If you are an information security executive, then at some point during your tenure you will likely have to demonstrate to another company, vendor, or 3rd-party the strength of your Information Security Program. Many organizations, especially vendors who provide a service to another company, choose to conduct a SOC2 assessment to demonstrate the operating effectiveness of their controls. SOC2 reports, as well as control assessments based on frameworks such as NIST 800-53, may provide value to your organization and may allow you to check a box next to a compliance requirement.
While the entities that helped to craft these frameworks may be control experts, they may not possess the breadth or depth of knowledge that a Cybersecurity firm like NuHarbor has. Because of that, we’d like you to meet Knox, the new information security certification program from NuHarbor Security.
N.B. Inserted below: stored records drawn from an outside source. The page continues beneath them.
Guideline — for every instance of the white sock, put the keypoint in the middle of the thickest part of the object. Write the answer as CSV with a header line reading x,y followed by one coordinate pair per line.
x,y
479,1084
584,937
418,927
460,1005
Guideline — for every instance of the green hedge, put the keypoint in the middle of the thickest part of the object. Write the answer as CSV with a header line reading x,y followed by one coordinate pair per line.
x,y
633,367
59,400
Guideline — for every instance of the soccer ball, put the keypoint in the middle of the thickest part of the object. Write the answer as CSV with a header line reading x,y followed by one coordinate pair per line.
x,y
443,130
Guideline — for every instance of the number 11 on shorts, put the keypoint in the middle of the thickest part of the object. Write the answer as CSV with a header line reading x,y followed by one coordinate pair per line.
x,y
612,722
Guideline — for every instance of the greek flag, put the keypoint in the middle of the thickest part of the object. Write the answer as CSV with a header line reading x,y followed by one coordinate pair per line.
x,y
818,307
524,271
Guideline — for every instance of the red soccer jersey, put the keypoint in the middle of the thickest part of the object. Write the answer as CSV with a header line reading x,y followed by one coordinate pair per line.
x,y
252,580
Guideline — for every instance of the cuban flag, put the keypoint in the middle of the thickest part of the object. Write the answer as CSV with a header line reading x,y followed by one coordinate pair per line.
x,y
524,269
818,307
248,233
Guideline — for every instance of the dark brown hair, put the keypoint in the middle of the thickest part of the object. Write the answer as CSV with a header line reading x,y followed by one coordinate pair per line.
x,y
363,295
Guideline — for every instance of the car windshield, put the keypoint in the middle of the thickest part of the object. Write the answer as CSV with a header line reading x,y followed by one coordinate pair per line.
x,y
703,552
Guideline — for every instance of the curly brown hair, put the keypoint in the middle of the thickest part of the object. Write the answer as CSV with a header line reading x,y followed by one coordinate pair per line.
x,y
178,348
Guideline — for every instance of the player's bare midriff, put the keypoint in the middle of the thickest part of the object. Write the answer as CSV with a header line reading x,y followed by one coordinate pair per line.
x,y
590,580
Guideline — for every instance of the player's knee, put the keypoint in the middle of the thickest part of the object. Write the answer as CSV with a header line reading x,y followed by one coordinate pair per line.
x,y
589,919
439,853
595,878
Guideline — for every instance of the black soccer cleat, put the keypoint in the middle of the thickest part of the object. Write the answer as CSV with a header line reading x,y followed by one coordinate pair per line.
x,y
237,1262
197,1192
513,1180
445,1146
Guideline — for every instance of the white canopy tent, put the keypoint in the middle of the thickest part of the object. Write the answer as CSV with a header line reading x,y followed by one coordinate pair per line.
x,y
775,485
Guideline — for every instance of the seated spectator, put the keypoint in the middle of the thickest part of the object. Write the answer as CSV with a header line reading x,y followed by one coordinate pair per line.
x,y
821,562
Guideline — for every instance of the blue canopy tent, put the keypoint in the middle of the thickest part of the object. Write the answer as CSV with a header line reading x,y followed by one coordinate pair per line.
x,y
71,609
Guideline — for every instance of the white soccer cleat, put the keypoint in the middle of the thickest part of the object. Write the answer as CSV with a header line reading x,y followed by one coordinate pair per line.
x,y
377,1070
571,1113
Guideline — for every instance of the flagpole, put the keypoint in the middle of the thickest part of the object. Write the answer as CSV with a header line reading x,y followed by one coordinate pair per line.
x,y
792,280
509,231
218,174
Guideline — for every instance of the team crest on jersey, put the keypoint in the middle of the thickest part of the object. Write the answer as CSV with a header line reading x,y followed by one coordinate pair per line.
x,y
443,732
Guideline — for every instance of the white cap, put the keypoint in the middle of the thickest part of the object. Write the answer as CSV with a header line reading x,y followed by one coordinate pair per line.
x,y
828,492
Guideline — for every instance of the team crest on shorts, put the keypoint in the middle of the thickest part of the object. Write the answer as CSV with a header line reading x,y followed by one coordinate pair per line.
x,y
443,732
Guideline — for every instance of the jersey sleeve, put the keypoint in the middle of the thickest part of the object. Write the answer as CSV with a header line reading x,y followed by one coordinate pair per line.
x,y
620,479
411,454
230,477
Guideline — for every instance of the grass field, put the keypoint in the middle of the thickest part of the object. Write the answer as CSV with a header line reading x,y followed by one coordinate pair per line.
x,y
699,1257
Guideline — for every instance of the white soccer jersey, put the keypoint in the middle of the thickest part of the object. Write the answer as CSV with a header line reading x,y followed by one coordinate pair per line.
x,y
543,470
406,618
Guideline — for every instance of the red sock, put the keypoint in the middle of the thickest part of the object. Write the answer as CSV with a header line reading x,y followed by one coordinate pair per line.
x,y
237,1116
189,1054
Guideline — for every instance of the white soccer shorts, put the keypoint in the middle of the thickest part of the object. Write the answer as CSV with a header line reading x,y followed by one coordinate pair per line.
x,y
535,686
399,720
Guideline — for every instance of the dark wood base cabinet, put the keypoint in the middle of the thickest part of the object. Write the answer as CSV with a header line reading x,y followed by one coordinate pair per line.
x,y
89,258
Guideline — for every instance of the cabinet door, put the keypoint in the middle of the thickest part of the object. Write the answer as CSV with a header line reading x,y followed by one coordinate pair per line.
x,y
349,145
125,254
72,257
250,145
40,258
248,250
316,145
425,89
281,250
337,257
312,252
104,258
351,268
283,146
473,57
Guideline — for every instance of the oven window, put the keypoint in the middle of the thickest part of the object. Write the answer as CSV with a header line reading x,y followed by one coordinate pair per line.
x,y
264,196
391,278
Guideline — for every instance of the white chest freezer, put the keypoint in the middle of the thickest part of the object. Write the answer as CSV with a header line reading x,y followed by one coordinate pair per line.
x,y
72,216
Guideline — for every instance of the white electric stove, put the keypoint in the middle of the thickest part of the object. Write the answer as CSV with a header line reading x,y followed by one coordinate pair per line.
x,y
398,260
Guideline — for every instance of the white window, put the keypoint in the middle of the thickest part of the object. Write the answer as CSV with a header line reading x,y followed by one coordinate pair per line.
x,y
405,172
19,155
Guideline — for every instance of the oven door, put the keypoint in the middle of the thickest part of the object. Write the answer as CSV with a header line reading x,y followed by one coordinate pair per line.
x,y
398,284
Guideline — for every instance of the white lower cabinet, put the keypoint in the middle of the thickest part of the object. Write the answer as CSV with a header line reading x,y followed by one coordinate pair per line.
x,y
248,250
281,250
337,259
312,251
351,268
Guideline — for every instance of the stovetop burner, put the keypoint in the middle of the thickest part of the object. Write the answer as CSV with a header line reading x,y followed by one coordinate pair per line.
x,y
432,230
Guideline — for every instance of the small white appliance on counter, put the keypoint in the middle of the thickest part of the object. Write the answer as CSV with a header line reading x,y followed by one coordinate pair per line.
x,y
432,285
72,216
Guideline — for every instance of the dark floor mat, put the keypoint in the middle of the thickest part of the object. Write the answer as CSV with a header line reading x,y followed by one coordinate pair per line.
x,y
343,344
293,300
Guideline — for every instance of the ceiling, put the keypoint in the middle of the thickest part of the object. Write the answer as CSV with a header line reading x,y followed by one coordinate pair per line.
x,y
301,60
What is different about Knox?
Here at NuHarbor we like to do things differently, not just for the sake of being different but because we always want to be operating with the best interests of our diversified clientele in mind. Not every organization is the same. As a result, assessments such as SOC2 often have multiple controls/requirements that do not add business or security value for your organization. To prevent this inefficiency in the certification process, the Knox security certification criteria has been tailored from the ground up based on cybersecurity best practices. This allows it to serve both as a way for you to demonstrate security prowess and to gain comfort that your security hygiene is where you want it to be.
With scalability and flexibility in mind, we crafted Knox with a tiered approach. This allows you to implement changes to your security control suite at a pace appropriate for your organization. You do not have to rush right to the goal line and work to achieve the highest tier of Knox certification. For many organizations, a lower tier may be an easier lift and better fit for a variety of reasons (e.g. type of industry, organizational size/maturity, legacy culture, etc.). As your security program matures, you can then evolve your security footprint to achieve a higher level of certification.
While we have chosen to build flexibility into the certification program, there are some logistics that are not choices and cannot be changed. This is important to maintain the value and viability of a Knox certification. The intent of our program is to facilitate demonstrating the continued operating effectiveness of your information security controls throughout the year. Knox is not intended to be a one-and-done assessment. To that end, annual reassessments are required to maintain your certification. This helps to ensure that as new threats emerge, and your environment changes, the certification process accounts for that change.
During a Knox certification assessment, we may identify deficiencies in your control environment. Any deficiencies must be remediated within 30 days. Some deficiencies may require a technical solution that would need significantly more than 30 days to implement and operationalize. In these situations, a re-assessment may be required to allow for proper focus on the elements of the environment that have changed.
Knox Certification vs. Readiness Assessment
One question you may have with respect to your organization is if you are ready for a full certification at this time. In situations like these, you can choose to have NuHarbor perform a Knox readiness assessment. A readiness assessment can be viewed as a dress rehearsal or dry-run. NuHarbor will partner with your organization to review the certification requirements in detail and provide feedback on which Knox criteria may require remediation. The readiness assessment will allow your security team to get a feel for what NuHarbor’s expectations are for each Knox criteria for your chosen certification level.
Unless your organization has a mature cybersecurity program and has been regularly assessed by a 3rd-party, a readiness assessment is always our recommended starting point.
Knox Certification sounds like a lot of work. Will it be overwhelming?
As your trusted cybersecurity advisors, we will always be open and honest with you. Yes, the process for achieving your chosen level of Knox certification will be a lot of work. It will require a significant level of management commitment in planning for and executing the certification process, and remediation of any identified control weaknesses. However, we strongly believe that with the right level of effort, Knox certification will be achievable and add real business value to your organization.